A variety of Smaller Fires presents an exhibition of new paintings by American painter, Mark Yang, at No. 9 Cork Avenue, London, on look at until finally November 26thThe exhibition, Lucid Dream, represents the artist’s initial European exhibition, and the very first exhibition of his performs on paper. The artist was born in Seoul, South Korea. He grew up in California, and life and functions in New York.

Mark Yang paints the figure but is not intrigued in developing narratives. Instead, he employs the human entire body as a conceptual leaping-off level to investigate how we entwine, interact with, and browse other human beings.

Yang renders his forms in an idiosyncratic, angular, graphically stylized method, dealing with body components as sculptures to be painted. His palette is composed of darkish purples, acid greens, dazzling pops of yellow, orange, and red. He takes advantage of fluid gestures and undulating strains to build entangled, mysterious, uneven compositions that really do not right away give absent the plot.

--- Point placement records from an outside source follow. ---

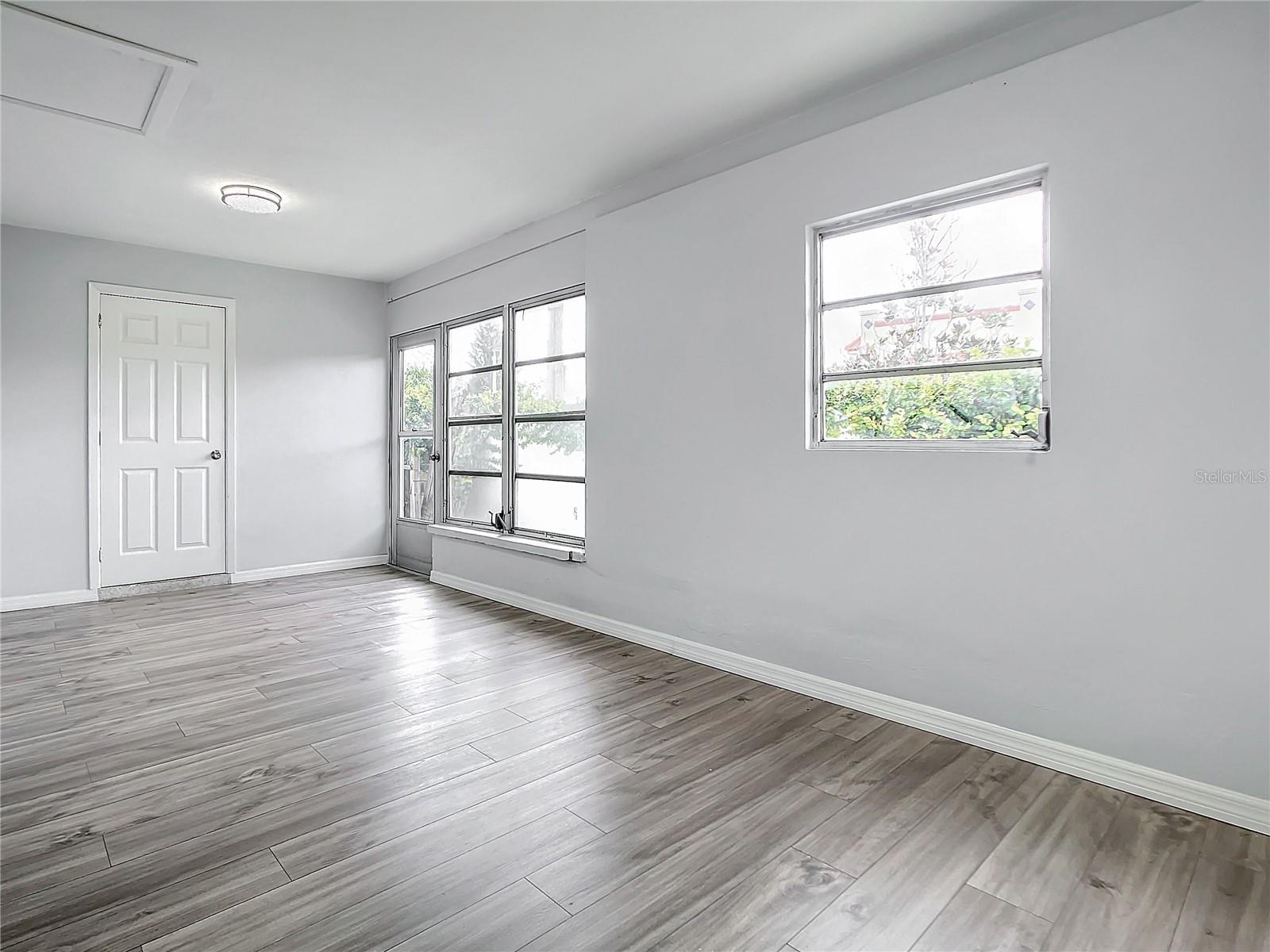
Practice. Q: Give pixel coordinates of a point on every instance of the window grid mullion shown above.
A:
(508, 424)
(930, 291)
(1003, 363)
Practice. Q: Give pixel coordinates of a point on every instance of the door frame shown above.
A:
(395, 348)
(95, 289)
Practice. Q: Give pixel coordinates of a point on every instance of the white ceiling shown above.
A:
(403, 132)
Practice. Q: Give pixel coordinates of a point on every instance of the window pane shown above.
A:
(417, 475)
(986, 240)
(417, 386)
(546, 330)
(479, 344)
(972, 405)
(474, 498)
(971, 325)
(552, 448)
(476, 447)
(476, 395)
(552, 387)
(559, 508)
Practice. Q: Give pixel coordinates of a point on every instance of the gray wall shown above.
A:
(1098, 596)
(311, 404)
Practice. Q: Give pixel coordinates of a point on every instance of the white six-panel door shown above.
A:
(163, 440)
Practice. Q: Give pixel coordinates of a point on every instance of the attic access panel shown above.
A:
(60, 67)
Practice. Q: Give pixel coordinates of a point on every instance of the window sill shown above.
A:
(516, 543)
(976, 446)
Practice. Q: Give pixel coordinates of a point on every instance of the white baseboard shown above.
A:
(285, 571)
(46, 600)
(1218, 803)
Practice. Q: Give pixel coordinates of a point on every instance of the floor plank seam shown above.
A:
(290, 877)
(1191, 885)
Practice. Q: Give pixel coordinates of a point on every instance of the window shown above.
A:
(416, 414)
(516, 455)
(929, 323)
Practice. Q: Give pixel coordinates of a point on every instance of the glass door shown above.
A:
(416, 455)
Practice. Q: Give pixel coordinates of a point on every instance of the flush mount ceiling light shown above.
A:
(252, 198)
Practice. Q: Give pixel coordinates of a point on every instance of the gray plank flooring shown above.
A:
(362, 761)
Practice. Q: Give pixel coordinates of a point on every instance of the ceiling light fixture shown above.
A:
(252, 198)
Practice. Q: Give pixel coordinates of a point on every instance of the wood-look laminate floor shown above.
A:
(364, 761)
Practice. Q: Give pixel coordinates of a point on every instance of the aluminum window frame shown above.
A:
(508, 418)
(399, 344)
(946, 201)
(475, 420)
(514, 418)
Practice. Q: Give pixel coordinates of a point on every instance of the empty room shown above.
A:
(654, 475)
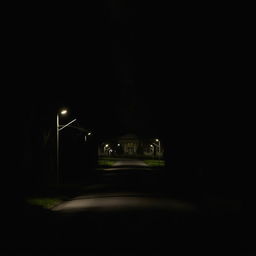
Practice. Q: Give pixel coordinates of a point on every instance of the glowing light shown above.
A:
(64, 112)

Routinely, the viewer can’t discern which limb is linked to which overall body. Gratuitous legs wrap all around a one butt when quite a few arms writhe in a tangled mass. These nonsensical knots connect volumes through design, entire body language, and other visible codes exceptional to human beings.

Yang ordinarily avoids depicting faces in favor of ambiguity and a gradual visible browse. When faces do show up, they often sleep… or rest eternally. Yang paints what he appreciates, utilizing himself as a quotidian design. His figures – male, woman, and gender neutral – provide as intellectual clay for their maker, not sexualized amusements. In simple fact, he exaggerates male nipples, turning them into official factors, which resemble eyes and “look” back at the viewer.

For his Cork Road exhibition, Yang grapples with a number of new themes. He considers the magical approach of building new daily life, in Yeondu and Lucid Dream. He continues interpreting canonical functions this sort of as Mantegna’s Lamentation of Christ, Michelangelo’s Fight of the Centaurs and Bartolini’s The Demidoff Desk. Eventually, in Anterior (evening) and Posterior (night time), Yang explores the spectre of the pandemic, as effectively as other recent planet events that have brought us photos further than comprehension.

Body language can be ambiguous, as can humans. At the conclude of the working day, Yang’s paintings discover the complexities and issues of knowing other human beings – a conceptual puzzle most of us confront on a daily basis.